You goofed. Who else but Ara? At least he should have had a tie.
Jim Ryun seems like a nice young fellow, but his philosophy on winning is too old-fashioned.
I concur with Father Hesburgh in his views on football and life in general, but feel that he has lost some perspective (The True Meaning of the Game, Dec. 12). Each institution must make a choice between big-time athletics and a strictly amateur athletic program that is secondary to the academic pursuits of the players. But the time to make the decision is not at the end of the season.

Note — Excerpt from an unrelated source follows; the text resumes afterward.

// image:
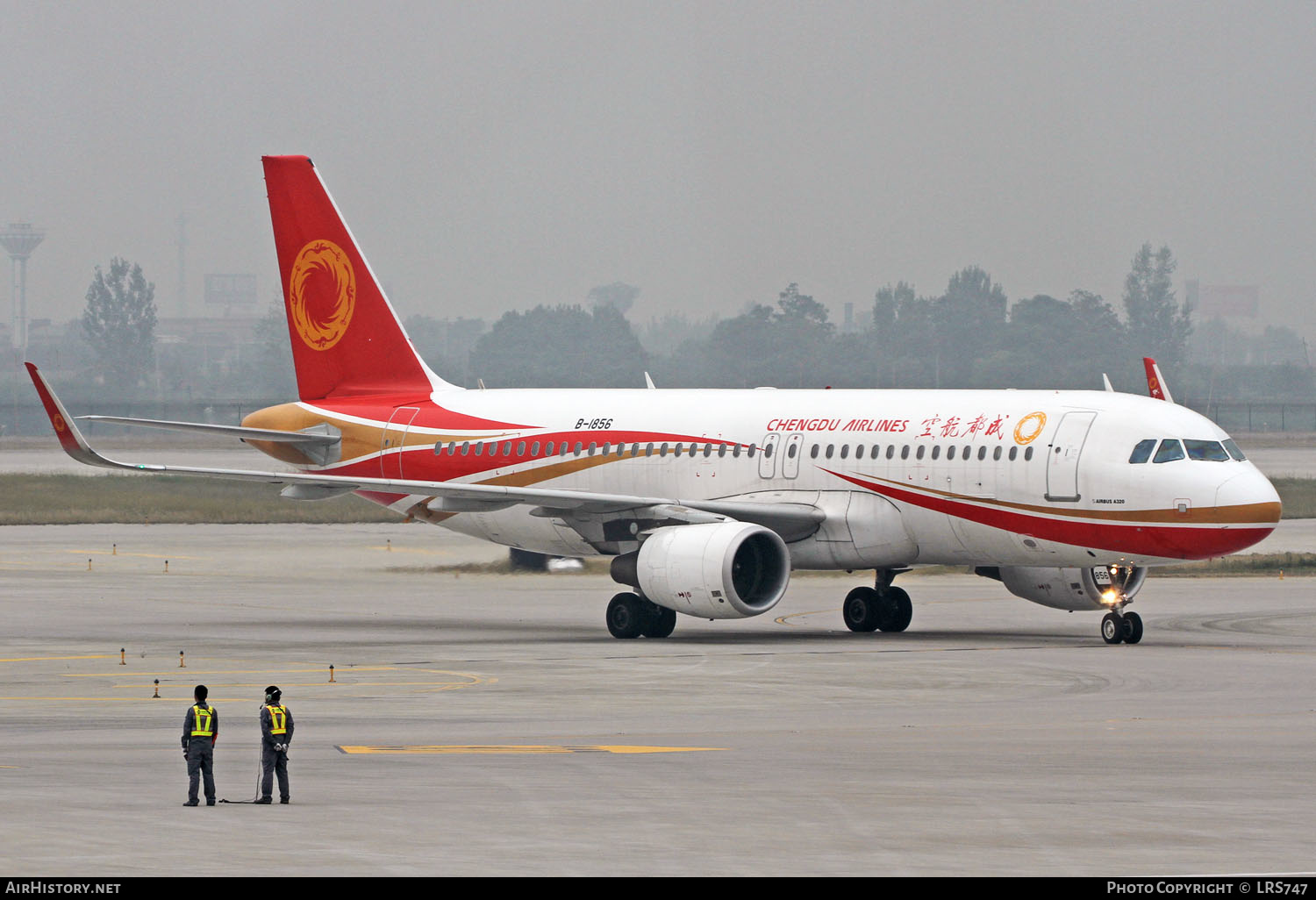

There is no doubt that Notre Dame has made the former choice and is big-time in every sense of the word. As a successful big-time football power, Notre Dame has an obligation to play the part through to the end—and that includes bowl games. Notre Dame's riding the fence in this case is curiously similar to the performance of the team against Michigan State. Notre Dame obviously entered this game with the intent to win, and just when the responsibility to try for the win weighed heaviest, the team backed down.
KENNETH J. KURTZ
New York City
That's just what the country needed, some moral instruction from Notre Dame on the game of football. Father Hesburgh ought to set up a Casuistry Bowl there in South Bend.
HARMON L. GARRETT
Little Rock, Ark.
Do you mean to say that Father Hesburgh and Ara Parseghian belong to the same organization? It's hard to be impressed by Father Hesburgh's noble expressions when his football team displays an altogether different commitment. This is the team that on one Saturday refused the challenge of a team demonstrably its equal, and on the next mercilessly thrashed its weaker opponent.
Notre Dame has paid a dear price for its glory: its own self-respect.
I have a word of advice for Father Hesburgh of Notre Dame. I have remembered it verbatim since I was a schoolboy:
"In promulgating your esoteric cogitations, and in articulating your superficial sentimentalities, and in amicable, philosophical and psychological observations, beware of platitudinous ponderosity. Let your extemporaneous descantings have intelligibility and veracious veracity, without rodomontade or thrasonical bombast. Sedulously avoid all polysyllabic profundity, psittaceous vacuity and pestiferous prolixity, obscure or apparent."
I read the article twice. What did he say, anyhow?